DDP running out of memory but DP is successful for the same per_device_train_batch_size

I am using trainer to finetune a Seq2Seq model on a single node with 8 A100 GPUs.
I start the DDP training with torchrun --nproc_per_node 8 <training_file.py>
The per_device_train_batch_size is set to batch_size//num_gpus
For a batch size of 128, this means a per device batch size of 16 (I reconfirmed through logging that num_gpus is 8).
The GPU is still running out of memory after around 20% of the training.
torch.cuda.OutOfMemoryError: CUDA out of memory. Tried to allocate 3.42 GiB (GPU 7; 79.21 GiB total capacity; 57.13 GiB already allocated; 576.56 MiB free; 61.86 GiB reserved in total by PyTorch) If reserved memory is >> allocated memory try setting max_split_size_mb to avoid fragmentation. See documentation for Memory Management and PYTORCH_CUDA_ALLOC_CONF'

If I start the training just with python <training_file.py>, I would expect it to do a DP instead of DDP based on Huggingface Documentation. I keep the per_device_train_batch_size same as batch_size//num_gpus. The training is successful (However I see most memory usage on only one GPU while other 7 GPUs have very low memory usage. I am not able to understand this behaviour for DP).

Why am I getting out of memory errors for DDP?

Code:

tokenizer = AutoTokenizer.from_pretrained(model_checkpoint, cache_dir=cache_dir)
model = AutoModelForSeq2SeqLM.from_pretrained(model_checkpoint, cache_dir=cache_dir,torch_dtype=datatype, device_map=“auto”)
data_collator = DataCollatorForSeq2Seq(tokenizer, model=model)

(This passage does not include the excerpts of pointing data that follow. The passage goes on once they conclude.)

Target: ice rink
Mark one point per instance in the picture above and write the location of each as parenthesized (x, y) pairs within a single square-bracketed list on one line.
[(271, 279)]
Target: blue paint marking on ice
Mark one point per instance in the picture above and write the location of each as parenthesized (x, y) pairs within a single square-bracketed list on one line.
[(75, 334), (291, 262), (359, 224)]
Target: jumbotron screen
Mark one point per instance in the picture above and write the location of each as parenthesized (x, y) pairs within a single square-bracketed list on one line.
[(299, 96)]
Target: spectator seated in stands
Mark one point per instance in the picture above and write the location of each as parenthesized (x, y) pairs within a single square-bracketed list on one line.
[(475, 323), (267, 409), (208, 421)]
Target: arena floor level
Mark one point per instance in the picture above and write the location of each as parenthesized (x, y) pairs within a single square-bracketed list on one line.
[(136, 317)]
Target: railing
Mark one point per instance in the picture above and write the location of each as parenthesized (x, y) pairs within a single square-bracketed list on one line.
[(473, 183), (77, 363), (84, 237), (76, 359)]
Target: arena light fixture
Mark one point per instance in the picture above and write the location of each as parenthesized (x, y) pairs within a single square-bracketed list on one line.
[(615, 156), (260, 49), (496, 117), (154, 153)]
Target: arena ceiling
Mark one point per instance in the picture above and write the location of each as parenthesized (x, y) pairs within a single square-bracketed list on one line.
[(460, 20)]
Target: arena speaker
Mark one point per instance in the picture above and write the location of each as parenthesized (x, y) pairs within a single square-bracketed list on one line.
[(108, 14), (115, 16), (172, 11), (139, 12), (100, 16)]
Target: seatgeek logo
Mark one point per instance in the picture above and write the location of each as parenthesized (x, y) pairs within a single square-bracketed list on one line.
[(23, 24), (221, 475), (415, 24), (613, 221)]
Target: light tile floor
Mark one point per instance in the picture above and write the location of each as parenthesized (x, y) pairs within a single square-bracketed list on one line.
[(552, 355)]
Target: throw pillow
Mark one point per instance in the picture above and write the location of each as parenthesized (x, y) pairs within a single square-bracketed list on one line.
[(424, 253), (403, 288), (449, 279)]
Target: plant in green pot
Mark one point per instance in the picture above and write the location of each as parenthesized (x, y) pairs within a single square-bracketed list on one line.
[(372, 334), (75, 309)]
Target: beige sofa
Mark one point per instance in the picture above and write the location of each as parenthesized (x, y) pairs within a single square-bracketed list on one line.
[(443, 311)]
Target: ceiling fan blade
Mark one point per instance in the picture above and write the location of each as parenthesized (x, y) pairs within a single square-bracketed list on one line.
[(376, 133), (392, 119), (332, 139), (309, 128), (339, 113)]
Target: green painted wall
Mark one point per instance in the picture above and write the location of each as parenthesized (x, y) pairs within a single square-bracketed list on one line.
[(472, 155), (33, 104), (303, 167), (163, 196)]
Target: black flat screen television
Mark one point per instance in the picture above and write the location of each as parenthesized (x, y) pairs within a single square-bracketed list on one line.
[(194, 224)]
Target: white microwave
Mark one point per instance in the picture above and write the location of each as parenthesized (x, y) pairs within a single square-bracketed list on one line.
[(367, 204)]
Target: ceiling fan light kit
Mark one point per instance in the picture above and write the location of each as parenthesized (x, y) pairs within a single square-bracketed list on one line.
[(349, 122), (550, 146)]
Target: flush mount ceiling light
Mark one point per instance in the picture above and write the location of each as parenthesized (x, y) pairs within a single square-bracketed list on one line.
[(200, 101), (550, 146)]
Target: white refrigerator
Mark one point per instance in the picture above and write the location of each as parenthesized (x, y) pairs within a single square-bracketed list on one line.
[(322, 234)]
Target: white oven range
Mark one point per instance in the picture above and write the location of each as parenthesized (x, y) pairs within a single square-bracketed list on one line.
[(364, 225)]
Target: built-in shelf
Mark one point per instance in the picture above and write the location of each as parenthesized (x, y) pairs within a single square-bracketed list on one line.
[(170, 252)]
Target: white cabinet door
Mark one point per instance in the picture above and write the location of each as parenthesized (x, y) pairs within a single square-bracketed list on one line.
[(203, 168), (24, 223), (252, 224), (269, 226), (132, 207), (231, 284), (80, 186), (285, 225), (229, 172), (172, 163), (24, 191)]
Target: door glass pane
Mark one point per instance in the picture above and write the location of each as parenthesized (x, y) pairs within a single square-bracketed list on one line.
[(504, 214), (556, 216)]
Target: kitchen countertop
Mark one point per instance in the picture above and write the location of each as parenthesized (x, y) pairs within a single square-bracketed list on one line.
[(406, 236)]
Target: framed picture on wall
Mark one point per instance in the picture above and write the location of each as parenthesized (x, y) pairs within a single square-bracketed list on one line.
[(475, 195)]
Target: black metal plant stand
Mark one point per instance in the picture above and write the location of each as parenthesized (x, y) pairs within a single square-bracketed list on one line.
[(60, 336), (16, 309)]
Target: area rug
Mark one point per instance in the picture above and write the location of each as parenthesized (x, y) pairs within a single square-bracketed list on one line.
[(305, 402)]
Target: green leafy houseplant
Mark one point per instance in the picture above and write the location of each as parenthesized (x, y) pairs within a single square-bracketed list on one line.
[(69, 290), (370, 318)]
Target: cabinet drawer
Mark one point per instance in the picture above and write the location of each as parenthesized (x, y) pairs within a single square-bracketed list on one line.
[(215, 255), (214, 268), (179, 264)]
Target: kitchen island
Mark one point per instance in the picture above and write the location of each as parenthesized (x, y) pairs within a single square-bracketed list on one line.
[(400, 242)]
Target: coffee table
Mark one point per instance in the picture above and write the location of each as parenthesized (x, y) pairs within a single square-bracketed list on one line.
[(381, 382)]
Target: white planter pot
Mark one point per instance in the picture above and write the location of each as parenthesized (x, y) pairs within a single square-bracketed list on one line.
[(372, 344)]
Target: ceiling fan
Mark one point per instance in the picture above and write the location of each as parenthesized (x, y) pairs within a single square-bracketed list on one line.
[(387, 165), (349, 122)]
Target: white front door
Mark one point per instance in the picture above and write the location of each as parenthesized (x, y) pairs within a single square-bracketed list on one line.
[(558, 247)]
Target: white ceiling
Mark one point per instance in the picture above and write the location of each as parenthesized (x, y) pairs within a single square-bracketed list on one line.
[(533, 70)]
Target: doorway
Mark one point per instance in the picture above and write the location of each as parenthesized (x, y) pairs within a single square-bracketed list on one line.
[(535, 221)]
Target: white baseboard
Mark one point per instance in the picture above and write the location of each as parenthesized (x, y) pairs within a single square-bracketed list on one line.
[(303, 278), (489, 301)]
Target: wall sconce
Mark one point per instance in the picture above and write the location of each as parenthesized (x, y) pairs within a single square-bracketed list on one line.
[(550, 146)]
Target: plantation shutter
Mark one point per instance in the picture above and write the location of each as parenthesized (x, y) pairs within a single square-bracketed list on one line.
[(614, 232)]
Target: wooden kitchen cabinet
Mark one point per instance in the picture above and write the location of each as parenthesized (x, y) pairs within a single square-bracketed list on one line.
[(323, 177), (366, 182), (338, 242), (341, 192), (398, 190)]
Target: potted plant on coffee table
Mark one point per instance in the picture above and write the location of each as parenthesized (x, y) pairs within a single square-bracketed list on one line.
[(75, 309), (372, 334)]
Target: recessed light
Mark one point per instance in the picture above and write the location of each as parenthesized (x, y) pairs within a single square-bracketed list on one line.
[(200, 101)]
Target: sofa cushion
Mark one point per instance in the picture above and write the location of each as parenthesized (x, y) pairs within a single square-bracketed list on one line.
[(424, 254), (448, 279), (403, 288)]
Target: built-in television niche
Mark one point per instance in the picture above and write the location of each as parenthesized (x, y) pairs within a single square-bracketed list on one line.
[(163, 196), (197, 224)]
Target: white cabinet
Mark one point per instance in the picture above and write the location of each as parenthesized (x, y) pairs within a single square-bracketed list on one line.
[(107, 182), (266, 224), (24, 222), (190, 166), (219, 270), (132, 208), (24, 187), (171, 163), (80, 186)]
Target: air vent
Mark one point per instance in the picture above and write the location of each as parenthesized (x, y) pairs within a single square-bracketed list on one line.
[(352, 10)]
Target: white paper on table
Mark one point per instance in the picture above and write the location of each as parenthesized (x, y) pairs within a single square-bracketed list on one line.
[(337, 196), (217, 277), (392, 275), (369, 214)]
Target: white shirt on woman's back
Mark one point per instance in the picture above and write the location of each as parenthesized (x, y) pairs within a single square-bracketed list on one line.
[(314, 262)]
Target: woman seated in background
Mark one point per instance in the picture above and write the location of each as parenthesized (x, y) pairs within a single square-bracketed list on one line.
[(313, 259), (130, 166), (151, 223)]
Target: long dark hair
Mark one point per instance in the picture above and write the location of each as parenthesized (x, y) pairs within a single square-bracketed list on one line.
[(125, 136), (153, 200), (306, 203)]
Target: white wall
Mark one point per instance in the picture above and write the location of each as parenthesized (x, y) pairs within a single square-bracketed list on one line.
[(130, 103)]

args = Seq2SeqTrainingArguments(
output_dir=f"/out_dir",
evaluation_strategy=“epoch”,
learning_rate=learning_rate,
per_device_train_batch_size=batch_size//num_gpus,
per_device_eval_batch_size=batch_size//num_gpus,
weight_decay=0.01,
save_total_limit=1,
num_train_epochs=num_train_epochs,
gradient_accumulation_steps=4,
predict_with_generate=True,
logging_steps=logging_steps,
ddp_find_unused_parameters=False,
push_to_hub=False,
)

trainer = Seq2SeqTrainer(
model,
args,
train_dataset=tokenized_datasets[“train”],
eval_dataset=tokenized_datasets[“validation”].select(range(32)),
data_collator=data_collator,
tokenizer=tokenizer,
compute_metrics=compute_metrics,
)